Rashi makes clear that it is forbidden to kill one man in order to save another. Seemingly, according to this, we have a question against Yona who said, “Pick me up and throw me into the sea” (Yona 1:12). How can the sailors save themselves by throwing out Yona? Who says that their blood is redder than his? Yona’s having allowed them to throw him into the water is of no significance because people do not have freedom to do with their bodies what they wish (see how Rabbi Shmuel Yosef Zevin deals with the Shylock Trial in his sefer “LeOhr HaHalachah”). Hence one is forbidden to commit suicide.

In the Jerusalem Talmud, Terumot, at the end of Chapter 8, we find: “If a caravan was traveling along the way and they encountered non-Jews who told them, ‘Turn over one of your group and we will kill him. Otherwise, we shall kill you all,’ then even if it means them all getting killed, they mustn’t turn over one Jewish soul. If the non-Jews singled out one of them, such as Sheva ben Bichri, they can hand him over and avoid being killed. Resh Lakish [Rabbi Shimon ben Lakish] said, ‘This only applies where the person singled out had incurred a death penalty like Sheva ben Bichri.’ Rabbi Yochanan said, ‘It applies even if he did not incur a death penalty like Sheva ben Bichri.’”

According to the principle that “in an argument between Resh Lakish and Rabbi Yochanan, the law follows Rabbi Yochanan,” we can understand why it was permissible to turn someone over to be killed if he was singled out, even if he hadn’t incurred a death penalty.
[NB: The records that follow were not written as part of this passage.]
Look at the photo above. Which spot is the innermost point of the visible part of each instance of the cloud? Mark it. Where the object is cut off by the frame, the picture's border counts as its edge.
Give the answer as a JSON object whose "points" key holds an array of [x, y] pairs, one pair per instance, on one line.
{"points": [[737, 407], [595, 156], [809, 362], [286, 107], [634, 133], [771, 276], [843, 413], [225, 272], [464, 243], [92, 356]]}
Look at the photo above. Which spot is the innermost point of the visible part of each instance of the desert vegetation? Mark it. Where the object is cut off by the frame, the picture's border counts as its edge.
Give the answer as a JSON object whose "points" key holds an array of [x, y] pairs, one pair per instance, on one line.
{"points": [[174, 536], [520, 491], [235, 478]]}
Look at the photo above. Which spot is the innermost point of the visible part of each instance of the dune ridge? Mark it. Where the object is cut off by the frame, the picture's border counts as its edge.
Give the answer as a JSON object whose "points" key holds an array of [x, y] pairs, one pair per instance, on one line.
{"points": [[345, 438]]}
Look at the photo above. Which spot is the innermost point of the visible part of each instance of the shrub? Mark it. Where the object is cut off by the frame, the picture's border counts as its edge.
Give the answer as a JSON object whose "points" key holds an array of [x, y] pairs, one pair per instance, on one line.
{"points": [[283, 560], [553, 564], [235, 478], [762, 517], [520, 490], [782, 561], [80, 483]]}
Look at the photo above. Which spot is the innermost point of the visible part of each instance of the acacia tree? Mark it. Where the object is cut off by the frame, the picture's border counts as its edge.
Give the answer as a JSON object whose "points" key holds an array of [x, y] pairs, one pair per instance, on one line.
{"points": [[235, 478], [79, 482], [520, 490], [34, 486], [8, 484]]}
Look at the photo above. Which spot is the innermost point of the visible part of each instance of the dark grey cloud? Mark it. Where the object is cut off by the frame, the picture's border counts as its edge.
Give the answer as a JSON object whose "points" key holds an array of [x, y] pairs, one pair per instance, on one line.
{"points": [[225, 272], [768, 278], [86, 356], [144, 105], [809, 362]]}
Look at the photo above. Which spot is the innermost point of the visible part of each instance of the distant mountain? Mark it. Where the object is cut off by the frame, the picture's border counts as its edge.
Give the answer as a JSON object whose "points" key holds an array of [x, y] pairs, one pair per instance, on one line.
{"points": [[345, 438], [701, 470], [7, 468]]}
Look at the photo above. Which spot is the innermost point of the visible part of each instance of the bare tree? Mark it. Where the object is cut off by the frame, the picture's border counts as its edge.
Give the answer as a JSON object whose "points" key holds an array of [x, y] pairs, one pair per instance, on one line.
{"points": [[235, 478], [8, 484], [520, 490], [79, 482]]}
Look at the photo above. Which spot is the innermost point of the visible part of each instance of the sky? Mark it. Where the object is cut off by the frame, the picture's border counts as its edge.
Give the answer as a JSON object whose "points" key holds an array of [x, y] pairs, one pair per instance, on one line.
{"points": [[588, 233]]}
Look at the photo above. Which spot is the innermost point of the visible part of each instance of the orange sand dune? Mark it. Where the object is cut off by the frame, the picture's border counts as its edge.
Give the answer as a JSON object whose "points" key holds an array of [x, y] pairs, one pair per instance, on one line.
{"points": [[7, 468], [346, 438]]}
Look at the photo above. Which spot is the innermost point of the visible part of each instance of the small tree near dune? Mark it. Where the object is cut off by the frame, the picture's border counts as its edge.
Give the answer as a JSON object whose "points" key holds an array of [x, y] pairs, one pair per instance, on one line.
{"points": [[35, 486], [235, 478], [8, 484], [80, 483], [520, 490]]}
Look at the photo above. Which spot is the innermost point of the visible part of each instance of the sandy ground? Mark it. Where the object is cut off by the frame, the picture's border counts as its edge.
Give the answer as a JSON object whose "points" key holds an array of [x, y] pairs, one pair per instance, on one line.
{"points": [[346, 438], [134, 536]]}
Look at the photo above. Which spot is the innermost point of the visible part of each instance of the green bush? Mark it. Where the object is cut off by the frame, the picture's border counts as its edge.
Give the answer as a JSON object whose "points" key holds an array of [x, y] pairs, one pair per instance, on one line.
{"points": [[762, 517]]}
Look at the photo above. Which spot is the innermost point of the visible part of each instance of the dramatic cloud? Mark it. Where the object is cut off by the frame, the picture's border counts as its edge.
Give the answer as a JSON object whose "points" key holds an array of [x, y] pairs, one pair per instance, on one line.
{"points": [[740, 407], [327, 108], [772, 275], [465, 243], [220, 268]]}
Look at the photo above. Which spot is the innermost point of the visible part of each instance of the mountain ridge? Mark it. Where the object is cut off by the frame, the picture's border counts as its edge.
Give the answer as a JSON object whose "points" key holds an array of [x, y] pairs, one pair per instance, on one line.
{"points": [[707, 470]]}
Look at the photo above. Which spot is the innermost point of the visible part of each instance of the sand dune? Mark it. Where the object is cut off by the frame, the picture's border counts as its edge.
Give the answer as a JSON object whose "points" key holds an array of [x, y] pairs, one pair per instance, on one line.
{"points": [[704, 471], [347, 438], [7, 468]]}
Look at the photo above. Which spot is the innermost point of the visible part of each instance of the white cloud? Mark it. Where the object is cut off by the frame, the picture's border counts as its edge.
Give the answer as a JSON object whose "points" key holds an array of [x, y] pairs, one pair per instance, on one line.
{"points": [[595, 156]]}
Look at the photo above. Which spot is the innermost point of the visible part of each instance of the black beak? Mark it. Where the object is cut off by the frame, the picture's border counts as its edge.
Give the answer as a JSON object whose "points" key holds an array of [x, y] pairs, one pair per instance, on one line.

Since Yona’s presence on the boat endangered everyone, throwing him into the sea was in accordance with the law. Yet Rambam (Yesodei HaTorah 5:5) ruled like Resh Lakish and wrote, “If they singled someone out and said, ‘Hand him over or we will kill you all,’ if he had incurred a death penalty like Sheva ben Bichri, he must be turned over. All the same, we do not instruct them, a priori, to do so. Moreover, if he has incurred no death penalty, all of them must be killed rather than handing over a Jewish soul.”

According to this Rambam, we can seemingly ask why Yona was thrown into the sea. It is true that Rambam ruled there (9:3), “If someone represses his prophecy, he incurs a death sentence from heaven.” Yet the Talmud stressed that the person to be handed over had to have incurred a death penalty like Sheva ben Bichri, i.e., a human death penalty, and we lack the authority to kill someone who has incurred a heavenly death penalty. Thus, his blood is no red than that of others.

Perhaps the two cases are distinguishable. In the Jerusalem Talmud, the person in question was there beforehand, and had performed no act for which the non-Jews were threatening to kill them all. Thus, having incurred no death penalty, there was no license for handing him over in order to save others. By contrast, in the case of Yona, since he knew he had incurred a heavenly death sentence, having run away and suppressed his prophecy, why did he come to their boat, thereby endangering all the people on it? In that case, therefore, it was certainly permissible for them to save themselves through his death, in the framework of, “If someone attacks you to kill you, kill him first.”

Proof that we can distinguish in this way can be brought from the case of Samson (Judges 15). After he smote the Philistines and fled to Yehuda, the people of Yehuda, after arguing the case, bound him up and turned him in to the Philistines because he had come to them. Ohr Sameach explains their having handed over Samson, despite his having incurred no death sentence, as being due to his having endangered the public. In this he was referring back to Rama (Choshen Mishpat 425:1): “Whoever endangers the public, such as one who makes counterfeit money in a place where the government objects to that, his law is that of a “rodef”, one who pursues with intent to kill, and he can be handed over to the kingdom.”